VM progress update: data segment and constants

Today I'd like to introduce another addition to the virtual machine I'm working on: the data segment.

Let's first take a look at why this is necessary. Here's a piece of assembly code that multiplies 2 by 2:

; Load value '2' into register r0
li r0, 2
; Multiply register r0 by 2 and
; put result back to r0
mul r0, r0, 2

There instruction here that allows to load a constant into a register is li which stands for "load immediate". The value that it loads into the register is encoded as part of the instruction itself. Since the size of the instruction is 32 bit, the size of the instruction code is 7 bit, and the size of the register number is 4 bits, it leaves 21 bits for the value. 21 bits is only enough to encode a range of values between -1048576 and 1048575.

Representing such a short range is OK in practice in many pieces of code that deal with offsets. You can have larger ranges, but with a high likelihood, most of the values in your code will be quite short (think loop counters).

But if you have a larger value, you need to be able to represent it somehow. One way to do that is through bitwise operations: load 21 bits at a time, and then bit-shift and bit-or until you get the desired value. It would work for integers, and won't require any additional operations. Though, it will take a lot of instructions to do the same work that one instruction should have accomplished.

Another problem with just using bit-shifts is that you can't easily encode strings and other more complex data structures this way. Any more complex constant will require executing lots of sequential instructions to reconstruct a particular data type.

For this reason, regular executables contain both a code and data section. Whenever an executable is loaded into memory by a kernel, the sections get mapped into memory at predictable addresses, and the code can just load a constant either from the absolute address or from an offset relative to the instruction pointer.

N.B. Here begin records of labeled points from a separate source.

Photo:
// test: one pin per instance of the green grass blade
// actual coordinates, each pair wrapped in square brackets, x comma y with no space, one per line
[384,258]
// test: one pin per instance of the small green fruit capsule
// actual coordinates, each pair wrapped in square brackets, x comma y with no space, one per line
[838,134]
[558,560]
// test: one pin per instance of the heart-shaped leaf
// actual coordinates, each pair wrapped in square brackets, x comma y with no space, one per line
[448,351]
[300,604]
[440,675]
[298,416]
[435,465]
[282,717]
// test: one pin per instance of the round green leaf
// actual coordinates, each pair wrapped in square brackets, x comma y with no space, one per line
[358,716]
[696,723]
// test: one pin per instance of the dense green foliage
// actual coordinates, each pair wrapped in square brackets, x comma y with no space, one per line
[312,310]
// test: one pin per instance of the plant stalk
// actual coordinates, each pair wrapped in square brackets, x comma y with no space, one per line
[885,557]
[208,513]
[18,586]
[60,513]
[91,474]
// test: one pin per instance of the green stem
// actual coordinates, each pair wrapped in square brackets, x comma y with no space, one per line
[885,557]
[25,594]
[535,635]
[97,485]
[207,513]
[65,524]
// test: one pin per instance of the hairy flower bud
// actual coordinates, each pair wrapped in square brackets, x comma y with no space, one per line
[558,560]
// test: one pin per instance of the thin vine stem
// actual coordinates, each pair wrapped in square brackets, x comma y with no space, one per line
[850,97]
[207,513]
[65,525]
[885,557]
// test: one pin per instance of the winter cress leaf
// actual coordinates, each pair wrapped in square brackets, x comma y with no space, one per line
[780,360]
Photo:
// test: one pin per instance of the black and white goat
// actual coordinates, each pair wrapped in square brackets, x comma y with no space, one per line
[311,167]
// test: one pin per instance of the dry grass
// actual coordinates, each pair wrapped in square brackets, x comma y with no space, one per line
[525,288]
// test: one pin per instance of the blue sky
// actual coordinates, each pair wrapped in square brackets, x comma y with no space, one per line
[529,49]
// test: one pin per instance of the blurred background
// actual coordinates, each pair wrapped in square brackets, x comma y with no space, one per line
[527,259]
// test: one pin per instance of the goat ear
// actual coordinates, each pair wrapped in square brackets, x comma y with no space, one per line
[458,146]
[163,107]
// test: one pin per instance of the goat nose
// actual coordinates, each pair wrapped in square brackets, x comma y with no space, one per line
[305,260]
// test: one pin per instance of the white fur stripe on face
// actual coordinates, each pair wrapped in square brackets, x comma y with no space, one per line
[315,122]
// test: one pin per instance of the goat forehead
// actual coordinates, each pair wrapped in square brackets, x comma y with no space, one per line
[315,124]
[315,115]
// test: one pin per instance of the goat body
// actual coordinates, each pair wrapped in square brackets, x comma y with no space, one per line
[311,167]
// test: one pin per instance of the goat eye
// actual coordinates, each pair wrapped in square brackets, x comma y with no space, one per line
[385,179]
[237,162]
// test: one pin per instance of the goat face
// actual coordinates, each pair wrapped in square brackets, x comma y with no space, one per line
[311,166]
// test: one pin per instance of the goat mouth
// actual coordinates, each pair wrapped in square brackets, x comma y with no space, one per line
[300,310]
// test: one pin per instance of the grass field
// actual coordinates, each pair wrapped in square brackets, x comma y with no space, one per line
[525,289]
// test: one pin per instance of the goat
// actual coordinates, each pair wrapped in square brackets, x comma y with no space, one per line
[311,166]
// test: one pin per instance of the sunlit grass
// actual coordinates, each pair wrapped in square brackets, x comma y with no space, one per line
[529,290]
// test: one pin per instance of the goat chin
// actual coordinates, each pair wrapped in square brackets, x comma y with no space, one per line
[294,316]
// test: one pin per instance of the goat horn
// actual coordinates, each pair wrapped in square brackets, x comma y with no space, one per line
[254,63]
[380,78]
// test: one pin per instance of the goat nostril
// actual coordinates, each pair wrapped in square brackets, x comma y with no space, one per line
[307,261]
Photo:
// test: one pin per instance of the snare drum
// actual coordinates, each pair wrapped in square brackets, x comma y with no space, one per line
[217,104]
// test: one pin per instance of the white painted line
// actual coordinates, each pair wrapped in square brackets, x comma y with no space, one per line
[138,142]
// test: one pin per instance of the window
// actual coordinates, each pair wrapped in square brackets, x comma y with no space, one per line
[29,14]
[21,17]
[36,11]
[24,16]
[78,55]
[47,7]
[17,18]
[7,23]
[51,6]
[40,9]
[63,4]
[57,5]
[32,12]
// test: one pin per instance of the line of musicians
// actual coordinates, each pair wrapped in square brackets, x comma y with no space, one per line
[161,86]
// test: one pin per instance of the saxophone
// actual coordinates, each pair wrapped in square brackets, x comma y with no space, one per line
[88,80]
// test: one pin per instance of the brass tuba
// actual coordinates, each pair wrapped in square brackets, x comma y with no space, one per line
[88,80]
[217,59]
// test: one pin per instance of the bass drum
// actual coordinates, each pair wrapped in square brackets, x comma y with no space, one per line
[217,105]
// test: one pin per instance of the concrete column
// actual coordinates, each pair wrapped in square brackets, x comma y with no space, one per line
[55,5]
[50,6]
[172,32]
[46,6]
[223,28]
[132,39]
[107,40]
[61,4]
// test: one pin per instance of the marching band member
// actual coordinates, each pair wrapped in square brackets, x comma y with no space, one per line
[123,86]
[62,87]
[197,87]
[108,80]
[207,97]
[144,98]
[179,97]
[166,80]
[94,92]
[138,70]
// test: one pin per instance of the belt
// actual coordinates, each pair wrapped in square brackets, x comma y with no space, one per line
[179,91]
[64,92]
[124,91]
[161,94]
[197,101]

For my virtual machine, I don't want to mix the code and data as part of one logical memory block. This is because I would like to minimize the chance of memory corruptions, and thus arbitrary memory access in the VM is not possible. What I have instead is a representation of code as a pair of values: an array of instructions, and an array of constants. This pair can be predictably serialized to a file, and then loaded into memory later.

To make it possible to load constants from the constant array, I've added a new instruction called loadc where you pass a register and an index to the array. When executed, the instruction will load the value of the constant to the specified register.

Here's what its usage looks like (note the u8 suffix is just a way to tell the compiler that this is a 8-bit unsigned integer):

loadc r0, 255u8
loadc r1, 2u8
add r0, r0, r1 ; r0 would contain "1"

Also note, that when writing the assembly code, you don't need to fill in the constant array yourself. The compiler does that for you. You just specify the constant as a second argument, and during compilation the compiler would move the constant to the array and insert the opcode with the correct index in place of the loadc instruction.

Right now there is only support for integers, but adding other data types should be relatively easy.